We're at it again this week. Brian started chemo yesterday. His appointment wasn't until 1:30 PM, so we did some school work in the morning. (Typically we don't do too much during a chemo week.) While I was working with Ansley and William, Brian and Liv were drawing and coloring. I took a picture of Brian's art work because it made me super sad. He spent the entire morning consumed with thoughts of chemotherapy. The picture on the left is Brian sitting on the hospital bed playing with the iPad. The picture on the right is the pump on a pole. The huge thing coming out of the pole on the right side is the tubing that attaches to Brian. He drew it huge because, in his mind, lots of medicine goes into him.

 

 

But you can see, even though he was describing chemo and saying, "I'm scared", he has a huge smile on his face. He's such a sweet boy!

Yesterday was draining. Brian fought a bunch more than typical and he cried and screamed. We ended up having to physically restrain him. Brian has a look of terror and disappointment right after his port is accessed that just crushes us.

Please pray for Brian this week as he receives his chemo treatments. We pray every day that these treatments and this protocol would work. 

Indiana Jones

 

Brian LOVES Legos and gets fixed on one set. He plays with that theme over and over all day long. He uses all the Legos that he and William share to build whatever the story may be for his favorite theme. Brian has loved Indiana Jones since February. In fact when he was interviewed for his Make A Wish trip he said he wanted to meet Indiana Jones. They granted his wish and Brian had a great experience. (I still need to post all the pics). I was reminded to post the following picture of Brian and Indiana Jones when I found this drawing on my computer desk last week.
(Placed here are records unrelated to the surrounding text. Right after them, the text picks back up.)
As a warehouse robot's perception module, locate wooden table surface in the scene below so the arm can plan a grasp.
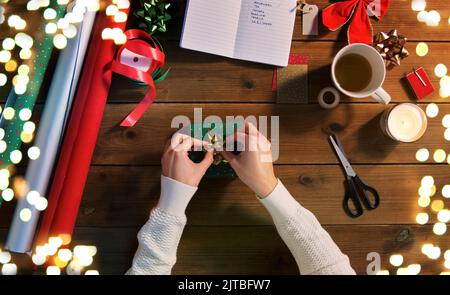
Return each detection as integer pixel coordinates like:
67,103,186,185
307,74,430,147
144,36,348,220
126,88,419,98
0,0,450,274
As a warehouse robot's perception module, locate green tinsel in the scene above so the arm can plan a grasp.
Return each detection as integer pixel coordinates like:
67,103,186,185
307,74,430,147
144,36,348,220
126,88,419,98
134,0,172,35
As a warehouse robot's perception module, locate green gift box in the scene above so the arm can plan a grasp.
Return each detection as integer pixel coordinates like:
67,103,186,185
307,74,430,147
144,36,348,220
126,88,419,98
189,121,244,178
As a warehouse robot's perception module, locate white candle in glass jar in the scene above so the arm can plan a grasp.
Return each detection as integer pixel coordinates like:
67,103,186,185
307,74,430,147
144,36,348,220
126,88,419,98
381,103,427,142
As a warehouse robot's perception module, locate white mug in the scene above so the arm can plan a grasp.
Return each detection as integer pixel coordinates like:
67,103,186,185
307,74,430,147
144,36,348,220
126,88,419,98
331,43,391,104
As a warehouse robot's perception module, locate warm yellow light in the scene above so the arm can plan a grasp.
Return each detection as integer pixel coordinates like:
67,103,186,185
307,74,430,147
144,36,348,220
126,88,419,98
416,148,430,162
59,234,72,246
433,149,447,163
53,256,68,268
114,33,127,45
5,60,17,72
444,249,450,260
34,197,48,211
19,48,32,60
19,208,32,222
106,4,119,16
426,10,441,27
117,0,130,9
431,200,445,212
421,244,434,256
2,188,14,202
416,212,429,225
389,254,403,267
20,132,33,143
44,8,56,20
46,265,61,276
411,0,427,11
433,222,447,236
444,128,450,142
426,103,439,118
416,42,429,57
0,251,11,264
31,254,47,266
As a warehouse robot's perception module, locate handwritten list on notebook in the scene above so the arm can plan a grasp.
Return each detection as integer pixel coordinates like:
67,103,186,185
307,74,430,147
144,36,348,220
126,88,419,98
181,0,297,66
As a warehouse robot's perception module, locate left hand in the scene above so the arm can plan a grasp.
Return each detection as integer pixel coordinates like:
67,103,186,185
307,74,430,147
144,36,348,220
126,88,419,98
161,132,213,187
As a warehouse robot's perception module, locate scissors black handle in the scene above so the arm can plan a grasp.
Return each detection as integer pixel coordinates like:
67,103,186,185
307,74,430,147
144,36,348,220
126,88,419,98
344,176,380,218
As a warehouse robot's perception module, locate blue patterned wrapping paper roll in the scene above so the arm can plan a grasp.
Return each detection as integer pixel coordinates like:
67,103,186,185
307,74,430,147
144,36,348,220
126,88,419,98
6,12,96,253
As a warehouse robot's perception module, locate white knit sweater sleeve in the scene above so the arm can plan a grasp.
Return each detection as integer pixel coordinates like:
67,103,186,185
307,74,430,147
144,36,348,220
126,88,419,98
260,180,355,275
127,176,197,275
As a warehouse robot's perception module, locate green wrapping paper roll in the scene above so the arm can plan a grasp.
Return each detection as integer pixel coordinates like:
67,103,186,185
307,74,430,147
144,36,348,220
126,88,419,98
0,0,65,166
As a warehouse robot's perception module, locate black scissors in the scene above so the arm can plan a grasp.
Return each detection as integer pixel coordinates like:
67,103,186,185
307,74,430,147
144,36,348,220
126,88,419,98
330,135,380,218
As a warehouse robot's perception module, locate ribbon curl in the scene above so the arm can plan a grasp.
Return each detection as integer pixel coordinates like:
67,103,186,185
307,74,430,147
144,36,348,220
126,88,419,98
111,29,167,127
322,0,391,44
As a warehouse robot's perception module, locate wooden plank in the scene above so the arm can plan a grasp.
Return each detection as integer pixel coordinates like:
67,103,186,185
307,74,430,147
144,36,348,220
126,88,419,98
0,165,438,227
166,0,450,41
0,225,450,275
109,42,450,103
93,104,450,165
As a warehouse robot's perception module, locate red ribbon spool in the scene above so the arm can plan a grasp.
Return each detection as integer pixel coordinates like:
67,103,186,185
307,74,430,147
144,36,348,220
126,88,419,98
110,30,165,127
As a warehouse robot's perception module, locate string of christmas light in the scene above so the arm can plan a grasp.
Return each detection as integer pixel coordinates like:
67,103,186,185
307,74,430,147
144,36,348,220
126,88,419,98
378,0,450,275
0,0,125,275
102,0,130,45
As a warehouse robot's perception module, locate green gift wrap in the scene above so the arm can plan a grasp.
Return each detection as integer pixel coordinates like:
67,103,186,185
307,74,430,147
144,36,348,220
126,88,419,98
0,0,65,166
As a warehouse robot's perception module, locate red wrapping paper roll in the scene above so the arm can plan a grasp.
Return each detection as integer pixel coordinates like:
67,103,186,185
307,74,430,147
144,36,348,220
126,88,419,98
37,10,128,244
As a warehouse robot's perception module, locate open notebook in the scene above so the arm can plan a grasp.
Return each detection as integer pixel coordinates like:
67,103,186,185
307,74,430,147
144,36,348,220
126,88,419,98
181,0,297,66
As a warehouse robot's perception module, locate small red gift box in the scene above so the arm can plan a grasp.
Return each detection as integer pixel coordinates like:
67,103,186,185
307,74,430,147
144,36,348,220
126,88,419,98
406,68,434,100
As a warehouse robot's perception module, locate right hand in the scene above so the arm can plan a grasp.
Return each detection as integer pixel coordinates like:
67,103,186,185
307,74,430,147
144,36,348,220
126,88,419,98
221,122,278,199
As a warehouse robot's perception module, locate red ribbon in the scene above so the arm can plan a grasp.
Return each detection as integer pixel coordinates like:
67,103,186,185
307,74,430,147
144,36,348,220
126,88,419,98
322,0,391,44
111,30,165,127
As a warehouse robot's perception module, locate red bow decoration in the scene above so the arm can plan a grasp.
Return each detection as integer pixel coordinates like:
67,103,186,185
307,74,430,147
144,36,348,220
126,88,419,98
111,30,165,127
322,0,391,44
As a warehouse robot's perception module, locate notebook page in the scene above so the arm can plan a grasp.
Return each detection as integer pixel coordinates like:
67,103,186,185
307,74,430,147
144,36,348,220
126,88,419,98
180,0,241,57
233,0,297,66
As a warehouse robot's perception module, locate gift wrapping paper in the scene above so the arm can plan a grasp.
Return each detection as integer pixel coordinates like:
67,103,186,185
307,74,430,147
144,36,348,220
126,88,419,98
37,9,128,244
6,12,96,253
0,0,65,165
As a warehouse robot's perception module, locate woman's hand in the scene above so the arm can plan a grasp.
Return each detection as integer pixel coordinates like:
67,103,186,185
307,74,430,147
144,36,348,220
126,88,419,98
222,122,278,198
161,132,213,187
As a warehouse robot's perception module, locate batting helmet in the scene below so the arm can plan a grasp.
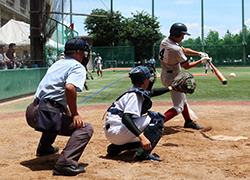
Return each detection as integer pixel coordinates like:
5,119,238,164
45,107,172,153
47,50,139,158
170,23,191,37
129,66,155,85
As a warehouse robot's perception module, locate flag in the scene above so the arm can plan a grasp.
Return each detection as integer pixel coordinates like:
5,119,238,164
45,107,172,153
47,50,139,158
69,23,74,30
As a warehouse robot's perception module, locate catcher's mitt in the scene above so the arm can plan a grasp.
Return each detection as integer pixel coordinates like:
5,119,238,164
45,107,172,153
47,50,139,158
171,72,196,94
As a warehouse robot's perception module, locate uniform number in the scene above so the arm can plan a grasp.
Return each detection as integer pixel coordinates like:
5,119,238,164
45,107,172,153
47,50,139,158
160,48,165,61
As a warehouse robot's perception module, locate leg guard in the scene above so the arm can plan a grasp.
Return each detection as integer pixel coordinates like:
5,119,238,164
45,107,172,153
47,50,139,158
134,111,166,161
144,111,166,154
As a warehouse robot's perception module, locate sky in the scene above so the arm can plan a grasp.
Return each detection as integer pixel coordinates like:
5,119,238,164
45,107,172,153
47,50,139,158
65,0,250,40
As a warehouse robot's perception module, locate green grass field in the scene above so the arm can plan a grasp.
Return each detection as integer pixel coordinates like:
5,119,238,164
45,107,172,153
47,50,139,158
0,67,250,115
78,67,250,106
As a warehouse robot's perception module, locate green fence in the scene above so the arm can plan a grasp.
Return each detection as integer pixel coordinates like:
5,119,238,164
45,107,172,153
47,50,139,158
88,45,250,68
92,46,135,69
44,18,78,67
155,45,250,67
0,68,47,101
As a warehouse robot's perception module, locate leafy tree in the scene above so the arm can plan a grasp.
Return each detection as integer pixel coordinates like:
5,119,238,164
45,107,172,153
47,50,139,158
84,9,124,46
223,30,237,45
205,29,222,45
123,11,162,61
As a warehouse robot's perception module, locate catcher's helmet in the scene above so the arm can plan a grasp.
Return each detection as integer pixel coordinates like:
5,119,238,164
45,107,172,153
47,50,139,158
129,66,155,85
64,38,91,67
170,23,191,37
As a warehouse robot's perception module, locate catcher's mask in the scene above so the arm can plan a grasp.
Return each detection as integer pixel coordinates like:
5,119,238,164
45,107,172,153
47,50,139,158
64,38,90,67
129,66,155,87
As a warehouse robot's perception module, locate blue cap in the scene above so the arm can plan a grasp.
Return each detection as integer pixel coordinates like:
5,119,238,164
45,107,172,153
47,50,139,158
148,59,156,64
64,38,89,53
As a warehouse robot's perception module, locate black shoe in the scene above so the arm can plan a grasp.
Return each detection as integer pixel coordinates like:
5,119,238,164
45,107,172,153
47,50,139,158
107,144,122,156
133,152,162,162
184,120,203,130
53,164,86,176
36,146,59,156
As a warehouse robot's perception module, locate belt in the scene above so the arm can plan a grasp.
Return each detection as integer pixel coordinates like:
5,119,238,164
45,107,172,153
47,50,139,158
35,98,64,109
105,124,110,130
108,108,123,118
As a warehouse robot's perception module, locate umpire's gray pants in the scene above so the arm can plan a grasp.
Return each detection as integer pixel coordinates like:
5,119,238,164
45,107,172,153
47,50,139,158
26,100,93,166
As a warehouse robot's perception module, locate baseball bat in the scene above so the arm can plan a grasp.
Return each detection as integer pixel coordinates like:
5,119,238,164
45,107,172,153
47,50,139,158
209,62,227,85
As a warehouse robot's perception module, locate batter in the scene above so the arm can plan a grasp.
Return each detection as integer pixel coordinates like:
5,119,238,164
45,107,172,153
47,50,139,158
159,23,211,129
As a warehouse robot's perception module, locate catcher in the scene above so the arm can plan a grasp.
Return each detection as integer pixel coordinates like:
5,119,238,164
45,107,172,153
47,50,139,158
103,66,195,161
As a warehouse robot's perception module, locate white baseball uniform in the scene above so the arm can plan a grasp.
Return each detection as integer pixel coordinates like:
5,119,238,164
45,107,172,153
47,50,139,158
159,37,188,114
95,56,102,71
103,92,151,145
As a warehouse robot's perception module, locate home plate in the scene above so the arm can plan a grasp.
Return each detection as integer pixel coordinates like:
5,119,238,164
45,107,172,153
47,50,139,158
209,135,248,141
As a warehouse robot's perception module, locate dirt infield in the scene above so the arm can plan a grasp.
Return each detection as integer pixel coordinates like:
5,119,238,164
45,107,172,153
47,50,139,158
0,102,250,180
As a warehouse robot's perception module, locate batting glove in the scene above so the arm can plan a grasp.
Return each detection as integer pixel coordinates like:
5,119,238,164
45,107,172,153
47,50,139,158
199,52,208,58
201,57,212,64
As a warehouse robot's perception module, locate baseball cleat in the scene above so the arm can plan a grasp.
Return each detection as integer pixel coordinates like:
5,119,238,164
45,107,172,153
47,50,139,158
133,152,162,162
53,164,86,176
184,120,203,130
36,146,59,156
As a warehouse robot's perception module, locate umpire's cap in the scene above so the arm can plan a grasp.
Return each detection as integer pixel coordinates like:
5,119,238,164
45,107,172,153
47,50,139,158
64,38,89,54
170,23,191,37
129,66,155,85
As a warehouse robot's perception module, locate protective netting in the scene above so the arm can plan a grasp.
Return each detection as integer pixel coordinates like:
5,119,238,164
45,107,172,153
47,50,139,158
42,0,69,41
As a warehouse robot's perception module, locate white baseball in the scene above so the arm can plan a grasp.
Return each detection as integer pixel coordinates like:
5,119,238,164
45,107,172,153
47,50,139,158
230,73,236,79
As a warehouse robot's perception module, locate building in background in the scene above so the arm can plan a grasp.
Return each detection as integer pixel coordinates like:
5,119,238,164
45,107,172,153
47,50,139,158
0,0,30,27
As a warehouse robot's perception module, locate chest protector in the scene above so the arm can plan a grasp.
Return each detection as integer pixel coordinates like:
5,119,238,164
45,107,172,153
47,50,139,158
107,87,152,114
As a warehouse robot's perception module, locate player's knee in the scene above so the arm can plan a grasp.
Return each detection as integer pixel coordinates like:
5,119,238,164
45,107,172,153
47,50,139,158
80,122,94,139
173,106,184,115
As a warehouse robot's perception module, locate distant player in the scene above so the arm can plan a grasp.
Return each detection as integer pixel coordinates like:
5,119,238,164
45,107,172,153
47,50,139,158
95,53,102,76
205,64,214,74
159,23,210,129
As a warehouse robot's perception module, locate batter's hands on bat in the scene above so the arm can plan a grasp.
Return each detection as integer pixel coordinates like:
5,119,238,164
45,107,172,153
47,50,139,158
73,115,85,129
199,52,208,58
201,57,212,64
138,133,151,150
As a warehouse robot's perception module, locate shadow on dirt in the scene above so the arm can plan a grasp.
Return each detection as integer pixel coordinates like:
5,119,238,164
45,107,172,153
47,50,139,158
20,154,88,171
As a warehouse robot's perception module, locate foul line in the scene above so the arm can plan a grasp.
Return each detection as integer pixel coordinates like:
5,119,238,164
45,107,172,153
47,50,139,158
77,76,126,104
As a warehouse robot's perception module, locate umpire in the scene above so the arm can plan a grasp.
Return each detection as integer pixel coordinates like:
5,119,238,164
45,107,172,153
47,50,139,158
26,38,93,176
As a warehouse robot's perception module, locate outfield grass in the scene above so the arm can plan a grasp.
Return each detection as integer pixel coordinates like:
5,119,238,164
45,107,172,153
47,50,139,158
78,67,250,106
0,67,250,115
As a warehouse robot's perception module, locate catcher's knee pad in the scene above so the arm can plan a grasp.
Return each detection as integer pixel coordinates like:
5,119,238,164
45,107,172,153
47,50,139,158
144,111,166,153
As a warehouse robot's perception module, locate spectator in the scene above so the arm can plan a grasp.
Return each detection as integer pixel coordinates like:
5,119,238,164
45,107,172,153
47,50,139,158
0,45,10,69
46,48,57,67
23,50,31,68
95,53,102,76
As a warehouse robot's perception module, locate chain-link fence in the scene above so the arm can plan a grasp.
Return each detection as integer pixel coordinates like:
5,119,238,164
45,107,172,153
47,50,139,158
154,45,250,67
92,46,135,70
89,45,250,69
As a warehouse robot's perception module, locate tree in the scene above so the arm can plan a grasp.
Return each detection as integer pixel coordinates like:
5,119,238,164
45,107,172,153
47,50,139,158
123,11,162,62
84,9,124,46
Our kids draw pictures everyday and everyone is their new favorite. But this one, yes, this one IS a new favorite.  Brian drew Indiana Jones.

 

 

Brian and Indiana Jones.

When Indiana Jones found out Brian was on his Make A Wish Trip he gave Brian a hat. It's special, you can't go buy it in the gift shop. It is the hat the actor wears in the stunt show. Brian felt like a king. It was great. So of course for Brian's birthday he wanted Indiana Jones Legos. We searched and realized they no longer sell them in the stores. We had to search on E-bay and my, oh my, are they pricey. I must say though, he is one sweet and grateful boy.

Chemo Calendar

This is Brian's second September calendar. The hurricane kinda messed up his schedule. Remember I said he would be having chemo next week? Well, scratch that. He will have it the week of October the first. If you remember we even asked why they were scheduling Brian with a two week break instead of the usual three. Anywho...we got a call that somehow the scheduling was overlooked and he was pushed back to the week of October 1st. So, here are Brian's chemo calendars for Sept. and October.

 

All is Well

 Thanks for praying for Brian last week. He did get sick on day two (as always), however, we didn't have to go to the ER. That's a huge blessing.
   We had our AC on our van repaired. We are so thankful that Fred knows a good mechanic that we trust.  We aren't out an outrageous amount of money. I am pretty sure he gave us a break on labor costs because he ended up having to repair a part he replaced last summer. The warranty expired at 12 months, but the mechanic still felt bad that it went out so quickly. Very awesome. God provides.
    Brian's counts will drop over this coming week and a half. Instead of having three weeks to recover he will only have two. I guess they are trying to get him back on track after missing a week b/c of the hurricane. Plus, if they didn't try to "make that time up" he would be due to receive chemo the week of Christmas. That's not cool, so we are thankful that they are looking at things like that. We are concerned about his little body so please pray that he is able to handle chemo sooner than his body is used to.
  All is well in the Schreiber house. Thank you for loving us and praying for us.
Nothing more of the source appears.